Trump has worked to weaponize trade as a tool of foreign policy, but China has been doing it longer and much more effectively, in part because Xi, unlike Trump, has little fear that voters, opposition lawmakers or an independent judiciary will stand in his way.
There are other trade battles generating uncertainty for business investment. In some of them, Trump is a critical player, notably regarding his threats to impose auto tariffs on the E.U. Others have nothing to do with him. Brazilian President Jair Bolsonaro's pushback against international pressure to stop large-scale fires in the Amazon region could scuttle the E.U.-Mercosur trade deal, as French president Emmanuel Macron has warned.

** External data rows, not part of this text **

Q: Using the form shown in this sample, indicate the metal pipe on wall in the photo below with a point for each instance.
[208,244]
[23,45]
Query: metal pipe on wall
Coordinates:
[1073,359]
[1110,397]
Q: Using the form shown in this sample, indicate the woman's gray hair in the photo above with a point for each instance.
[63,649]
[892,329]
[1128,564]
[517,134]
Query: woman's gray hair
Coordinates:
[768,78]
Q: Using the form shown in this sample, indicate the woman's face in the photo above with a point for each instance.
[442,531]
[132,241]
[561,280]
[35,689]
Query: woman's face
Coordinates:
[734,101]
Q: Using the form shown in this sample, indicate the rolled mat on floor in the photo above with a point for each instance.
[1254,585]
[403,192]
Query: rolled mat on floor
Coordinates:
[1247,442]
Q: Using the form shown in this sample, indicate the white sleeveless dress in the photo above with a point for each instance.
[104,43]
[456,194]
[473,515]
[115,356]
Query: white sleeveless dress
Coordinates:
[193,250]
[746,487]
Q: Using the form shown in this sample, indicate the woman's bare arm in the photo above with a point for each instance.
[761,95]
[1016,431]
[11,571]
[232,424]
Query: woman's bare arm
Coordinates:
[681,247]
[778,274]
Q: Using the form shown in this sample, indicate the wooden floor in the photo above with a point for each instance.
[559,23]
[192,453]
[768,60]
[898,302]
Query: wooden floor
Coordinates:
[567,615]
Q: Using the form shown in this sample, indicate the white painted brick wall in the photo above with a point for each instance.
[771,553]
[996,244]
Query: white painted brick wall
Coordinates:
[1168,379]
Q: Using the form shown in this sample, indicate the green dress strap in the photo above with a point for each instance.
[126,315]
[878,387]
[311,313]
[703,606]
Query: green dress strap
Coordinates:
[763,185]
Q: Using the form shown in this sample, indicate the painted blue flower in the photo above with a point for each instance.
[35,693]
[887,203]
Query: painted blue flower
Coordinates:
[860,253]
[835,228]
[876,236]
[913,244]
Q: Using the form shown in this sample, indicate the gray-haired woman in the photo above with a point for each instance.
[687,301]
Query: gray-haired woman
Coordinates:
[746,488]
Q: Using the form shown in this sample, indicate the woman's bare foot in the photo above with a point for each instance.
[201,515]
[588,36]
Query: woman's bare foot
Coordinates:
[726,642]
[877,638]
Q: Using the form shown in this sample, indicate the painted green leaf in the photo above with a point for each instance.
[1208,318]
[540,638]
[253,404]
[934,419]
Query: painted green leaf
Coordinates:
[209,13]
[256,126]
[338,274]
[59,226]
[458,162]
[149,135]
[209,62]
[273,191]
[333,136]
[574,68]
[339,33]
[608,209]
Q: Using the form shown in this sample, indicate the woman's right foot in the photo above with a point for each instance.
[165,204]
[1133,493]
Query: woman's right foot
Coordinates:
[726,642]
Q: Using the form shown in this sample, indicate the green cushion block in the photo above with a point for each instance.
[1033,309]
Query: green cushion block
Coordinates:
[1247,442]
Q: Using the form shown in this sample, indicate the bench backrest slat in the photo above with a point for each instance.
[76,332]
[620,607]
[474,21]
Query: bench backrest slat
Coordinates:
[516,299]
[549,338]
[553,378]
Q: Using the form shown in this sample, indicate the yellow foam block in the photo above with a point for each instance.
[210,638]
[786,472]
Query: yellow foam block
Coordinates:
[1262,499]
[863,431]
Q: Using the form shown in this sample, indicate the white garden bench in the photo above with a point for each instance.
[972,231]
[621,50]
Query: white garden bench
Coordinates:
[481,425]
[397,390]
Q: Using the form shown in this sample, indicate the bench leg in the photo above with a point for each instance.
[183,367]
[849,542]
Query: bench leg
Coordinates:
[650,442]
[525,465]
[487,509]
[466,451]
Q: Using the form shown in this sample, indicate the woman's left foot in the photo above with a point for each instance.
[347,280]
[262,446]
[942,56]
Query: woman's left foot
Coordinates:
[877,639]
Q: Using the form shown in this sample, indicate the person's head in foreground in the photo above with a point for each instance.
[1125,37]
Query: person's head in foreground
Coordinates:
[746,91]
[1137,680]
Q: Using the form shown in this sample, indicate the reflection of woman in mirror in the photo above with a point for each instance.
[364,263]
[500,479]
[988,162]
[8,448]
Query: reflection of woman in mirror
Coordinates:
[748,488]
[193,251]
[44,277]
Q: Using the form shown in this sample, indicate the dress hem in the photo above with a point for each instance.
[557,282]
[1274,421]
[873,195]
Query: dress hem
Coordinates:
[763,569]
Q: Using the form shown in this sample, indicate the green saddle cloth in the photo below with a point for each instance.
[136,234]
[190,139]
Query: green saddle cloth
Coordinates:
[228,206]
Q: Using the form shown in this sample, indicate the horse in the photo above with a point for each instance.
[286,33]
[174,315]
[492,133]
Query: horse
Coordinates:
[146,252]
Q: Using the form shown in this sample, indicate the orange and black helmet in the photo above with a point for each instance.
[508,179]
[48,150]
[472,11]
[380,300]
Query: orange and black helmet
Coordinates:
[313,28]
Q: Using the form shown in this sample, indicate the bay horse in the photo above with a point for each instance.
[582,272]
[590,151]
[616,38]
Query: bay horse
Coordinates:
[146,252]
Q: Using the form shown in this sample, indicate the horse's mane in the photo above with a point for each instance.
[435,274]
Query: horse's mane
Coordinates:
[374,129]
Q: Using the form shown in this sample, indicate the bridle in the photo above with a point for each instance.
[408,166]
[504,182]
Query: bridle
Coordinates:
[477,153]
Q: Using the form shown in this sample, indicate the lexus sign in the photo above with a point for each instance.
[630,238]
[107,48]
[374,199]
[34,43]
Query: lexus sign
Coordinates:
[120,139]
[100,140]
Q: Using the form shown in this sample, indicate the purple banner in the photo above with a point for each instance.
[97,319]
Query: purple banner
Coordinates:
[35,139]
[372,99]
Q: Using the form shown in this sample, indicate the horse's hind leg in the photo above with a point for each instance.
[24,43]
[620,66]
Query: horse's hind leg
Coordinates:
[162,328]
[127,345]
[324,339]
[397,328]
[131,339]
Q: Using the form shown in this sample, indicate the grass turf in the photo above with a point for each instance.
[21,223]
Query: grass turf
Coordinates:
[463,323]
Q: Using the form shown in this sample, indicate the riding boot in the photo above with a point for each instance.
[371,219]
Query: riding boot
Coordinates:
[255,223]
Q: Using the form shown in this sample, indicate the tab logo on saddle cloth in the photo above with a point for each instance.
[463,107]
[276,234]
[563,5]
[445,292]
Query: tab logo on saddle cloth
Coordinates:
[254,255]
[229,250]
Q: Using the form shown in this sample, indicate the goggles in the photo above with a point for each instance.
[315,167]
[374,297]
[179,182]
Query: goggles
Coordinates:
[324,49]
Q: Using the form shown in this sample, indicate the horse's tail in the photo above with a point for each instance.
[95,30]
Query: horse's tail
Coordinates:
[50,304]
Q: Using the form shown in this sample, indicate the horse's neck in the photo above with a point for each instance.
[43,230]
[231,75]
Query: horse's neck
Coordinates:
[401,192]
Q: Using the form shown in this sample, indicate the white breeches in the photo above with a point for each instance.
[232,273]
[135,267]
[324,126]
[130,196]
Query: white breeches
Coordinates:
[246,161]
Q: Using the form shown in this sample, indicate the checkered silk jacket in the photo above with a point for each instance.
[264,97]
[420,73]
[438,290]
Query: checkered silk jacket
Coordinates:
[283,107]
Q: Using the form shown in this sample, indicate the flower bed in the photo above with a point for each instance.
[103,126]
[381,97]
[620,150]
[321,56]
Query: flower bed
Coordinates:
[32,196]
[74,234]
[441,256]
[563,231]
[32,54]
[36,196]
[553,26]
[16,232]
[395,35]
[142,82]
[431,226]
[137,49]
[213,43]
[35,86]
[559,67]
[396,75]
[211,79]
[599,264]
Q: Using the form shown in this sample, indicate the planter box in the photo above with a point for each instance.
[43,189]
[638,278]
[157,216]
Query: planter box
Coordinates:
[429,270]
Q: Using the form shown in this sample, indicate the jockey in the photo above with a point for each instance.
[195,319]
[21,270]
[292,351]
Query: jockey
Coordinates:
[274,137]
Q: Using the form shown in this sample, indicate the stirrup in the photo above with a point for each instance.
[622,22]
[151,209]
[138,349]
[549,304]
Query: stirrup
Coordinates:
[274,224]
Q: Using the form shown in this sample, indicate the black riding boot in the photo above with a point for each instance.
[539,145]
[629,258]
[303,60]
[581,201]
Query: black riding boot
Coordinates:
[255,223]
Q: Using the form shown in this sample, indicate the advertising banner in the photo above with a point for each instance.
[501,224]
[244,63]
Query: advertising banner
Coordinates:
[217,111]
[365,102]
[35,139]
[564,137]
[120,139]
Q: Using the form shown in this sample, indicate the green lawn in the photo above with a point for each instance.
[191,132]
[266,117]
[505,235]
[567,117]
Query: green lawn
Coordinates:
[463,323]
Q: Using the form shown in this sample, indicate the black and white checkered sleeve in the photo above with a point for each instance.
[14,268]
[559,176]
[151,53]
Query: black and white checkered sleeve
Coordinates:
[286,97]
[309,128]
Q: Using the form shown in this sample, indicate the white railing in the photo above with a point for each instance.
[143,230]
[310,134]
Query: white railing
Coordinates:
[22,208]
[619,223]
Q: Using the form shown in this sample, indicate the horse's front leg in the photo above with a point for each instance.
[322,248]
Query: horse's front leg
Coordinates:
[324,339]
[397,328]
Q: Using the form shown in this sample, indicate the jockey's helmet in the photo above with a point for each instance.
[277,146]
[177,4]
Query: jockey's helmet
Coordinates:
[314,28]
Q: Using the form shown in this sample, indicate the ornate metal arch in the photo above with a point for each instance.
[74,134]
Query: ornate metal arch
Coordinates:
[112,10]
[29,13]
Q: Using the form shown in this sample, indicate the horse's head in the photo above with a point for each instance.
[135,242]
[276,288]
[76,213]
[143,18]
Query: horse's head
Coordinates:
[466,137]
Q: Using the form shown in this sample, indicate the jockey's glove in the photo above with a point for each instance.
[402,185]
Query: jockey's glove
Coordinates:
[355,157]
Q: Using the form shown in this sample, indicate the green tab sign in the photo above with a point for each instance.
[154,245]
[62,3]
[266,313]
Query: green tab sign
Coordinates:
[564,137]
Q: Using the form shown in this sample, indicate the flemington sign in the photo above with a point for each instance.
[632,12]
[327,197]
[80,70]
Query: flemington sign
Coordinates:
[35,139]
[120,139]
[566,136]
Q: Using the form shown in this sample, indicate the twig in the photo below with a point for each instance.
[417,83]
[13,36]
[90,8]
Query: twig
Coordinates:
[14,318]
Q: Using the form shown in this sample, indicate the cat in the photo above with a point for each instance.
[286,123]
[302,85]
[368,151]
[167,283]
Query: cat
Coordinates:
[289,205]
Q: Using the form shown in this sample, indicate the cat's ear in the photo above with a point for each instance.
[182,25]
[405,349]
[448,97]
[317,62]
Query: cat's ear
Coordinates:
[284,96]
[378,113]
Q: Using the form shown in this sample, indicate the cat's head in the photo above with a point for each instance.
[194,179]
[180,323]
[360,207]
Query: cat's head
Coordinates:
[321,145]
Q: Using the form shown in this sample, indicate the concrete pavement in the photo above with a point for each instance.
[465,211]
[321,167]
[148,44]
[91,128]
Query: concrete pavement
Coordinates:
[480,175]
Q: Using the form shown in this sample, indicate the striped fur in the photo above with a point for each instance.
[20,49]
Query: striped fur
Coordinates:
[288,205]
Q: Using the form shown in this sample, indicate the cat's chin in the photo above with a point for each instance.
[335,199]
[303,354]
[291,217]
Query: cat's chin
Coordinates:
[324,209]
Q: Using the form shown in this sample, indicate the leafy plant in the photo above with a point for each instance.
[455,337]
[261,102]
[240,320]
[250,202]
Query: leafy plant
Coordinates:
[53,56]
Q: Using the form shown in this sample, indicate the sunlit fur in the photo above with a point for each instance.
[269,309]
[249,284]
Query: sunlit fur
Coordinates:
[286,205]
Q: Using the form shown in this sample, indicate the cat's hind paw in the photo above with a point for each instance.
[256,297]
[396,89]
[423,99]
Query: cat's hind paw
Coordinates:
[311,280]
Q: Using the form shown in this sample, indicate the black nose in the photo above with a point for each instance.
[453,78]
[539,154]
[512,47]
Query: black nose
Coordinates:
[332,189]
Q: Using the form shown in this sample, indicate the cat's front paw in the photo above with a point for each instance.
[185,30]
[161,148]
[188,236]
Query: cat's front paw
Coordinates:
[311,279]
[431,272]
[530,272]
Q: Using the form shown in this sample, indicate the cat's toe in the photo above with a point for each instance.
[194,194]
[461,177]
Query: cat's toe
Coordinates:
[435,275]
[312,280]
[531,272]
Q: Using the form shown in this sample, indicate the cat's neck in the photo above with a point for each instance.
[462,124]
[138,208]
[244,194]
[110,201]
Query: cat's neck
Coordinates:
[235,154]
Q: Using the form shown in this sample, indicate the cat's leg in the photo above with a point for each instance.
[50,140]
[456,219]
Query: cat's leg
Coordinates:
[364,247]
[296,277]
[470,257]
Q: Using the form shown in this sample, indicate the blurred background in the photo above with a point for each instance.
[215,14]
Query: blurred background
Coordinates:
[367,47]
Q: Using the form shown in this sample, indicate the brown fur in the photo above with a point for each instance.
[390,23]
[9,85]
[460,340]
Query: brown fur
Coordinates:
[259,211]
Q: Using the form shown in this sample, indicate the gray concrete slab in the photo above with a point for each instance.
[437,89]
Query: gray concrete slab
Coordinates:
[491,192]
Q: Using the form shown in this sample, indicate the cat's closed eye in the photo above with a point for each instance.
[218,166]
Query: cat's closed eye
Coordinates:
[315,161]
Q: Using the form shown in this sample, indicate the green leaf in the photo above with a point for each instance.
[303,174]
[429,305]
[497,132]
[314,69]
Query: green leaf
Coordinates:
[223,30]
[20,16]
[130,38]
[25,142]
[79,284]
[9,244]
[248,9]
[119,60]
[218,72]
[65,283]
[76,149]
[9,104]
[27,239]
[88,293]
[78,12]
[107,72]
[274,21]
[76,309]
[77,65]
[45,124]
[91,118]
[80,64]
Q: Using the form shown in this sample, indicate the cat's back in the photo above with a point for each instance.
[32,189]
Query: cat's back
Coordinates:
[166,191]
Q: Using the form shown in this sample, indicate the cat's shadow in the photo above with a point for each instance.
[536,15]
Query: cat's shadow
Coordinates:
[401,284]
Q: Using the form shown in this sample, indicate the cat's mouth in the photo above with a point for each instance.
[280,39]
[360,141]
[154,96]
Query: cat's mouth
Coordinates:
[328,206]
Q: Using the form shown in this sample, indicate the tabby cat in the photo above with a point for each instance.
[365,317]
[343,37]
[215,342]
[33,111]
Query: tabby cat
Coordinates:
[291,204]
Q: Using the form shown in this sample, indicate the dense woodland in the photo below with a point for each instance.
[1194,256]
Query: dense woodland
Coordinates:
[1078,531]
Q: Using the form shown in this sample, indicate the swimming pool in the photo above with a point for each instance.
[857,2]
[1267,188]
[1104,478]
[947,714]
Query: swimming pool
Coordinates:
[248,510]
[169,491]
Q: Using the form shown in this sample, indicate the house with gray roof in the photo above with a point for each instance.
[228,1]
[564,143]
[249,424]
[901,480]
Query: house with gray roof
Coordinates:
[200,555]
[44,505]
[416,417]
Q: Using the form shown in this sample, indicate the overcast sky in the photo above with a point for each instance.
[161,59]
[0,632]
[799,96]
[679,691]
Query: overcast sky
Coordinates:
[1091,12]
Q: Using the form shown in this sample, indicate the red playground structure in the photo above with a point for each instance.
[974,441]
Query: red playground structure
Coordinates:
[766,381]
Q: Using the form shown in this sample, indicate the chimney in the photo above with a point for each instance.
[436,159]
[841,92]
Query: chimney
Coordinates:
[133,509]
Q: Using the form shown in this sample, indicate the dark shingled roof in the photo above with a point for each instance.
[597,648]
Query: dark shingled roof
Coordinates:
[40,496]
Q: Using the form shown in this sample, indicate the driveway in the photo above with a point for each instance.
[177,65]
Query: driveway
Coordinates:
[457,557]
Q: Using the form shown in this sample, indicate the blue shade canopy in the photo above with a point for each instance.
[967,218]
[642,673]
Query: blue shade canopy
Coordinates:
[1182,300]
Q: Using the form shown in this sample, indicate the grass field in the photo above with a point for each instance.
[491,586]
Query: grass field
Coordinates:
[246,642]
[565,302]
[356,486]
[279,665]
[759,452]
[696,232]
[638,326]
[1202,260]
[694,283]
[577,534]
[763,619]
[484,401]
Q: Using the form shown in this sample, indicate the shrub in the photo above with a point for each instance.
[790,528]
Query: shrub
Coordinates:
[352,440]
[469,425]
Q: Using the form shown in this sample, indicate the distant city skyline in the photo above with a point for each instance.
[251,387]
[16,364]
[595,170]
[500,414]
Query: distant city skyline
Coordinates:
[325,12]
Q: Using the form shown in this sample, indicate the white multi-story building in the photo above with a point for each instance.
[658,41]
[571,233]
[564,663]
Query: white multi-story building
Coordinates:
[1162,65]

Japan and South Korea remain locked in a trade fight. In today's world, there is no single government or alliance of like-minded governments willing and able to referee such problems.
A geopolitical recession makes crises more likely. What if cyberattacks between Russia and the United States escalate into damage to each country's critical infrastructure? What if an accident in the Persian Gulf or the South China Sea sends local powers stumbling into a shooting war? What if Venezuela's regime collapses? Sound far-fetched? So did the Arab Spring uprisings, Syria's civil war, Russia's lunge into Ukraine, the Brexit vote, and election surprises in the United States, France, Italy, Mexico and Brazil.
This uncertainty is now fueling fears of an economic recession in the United States. The reluctance to invest can, of course, make anxiety over possible recession a self-fulfilling prophecy, and the prospect of contraction in the world's largest economy then stokes fear of a global slowdown. Trump isn't helping, but this will remain a challenge for the next president, whomever that may be and whenever that person arrives.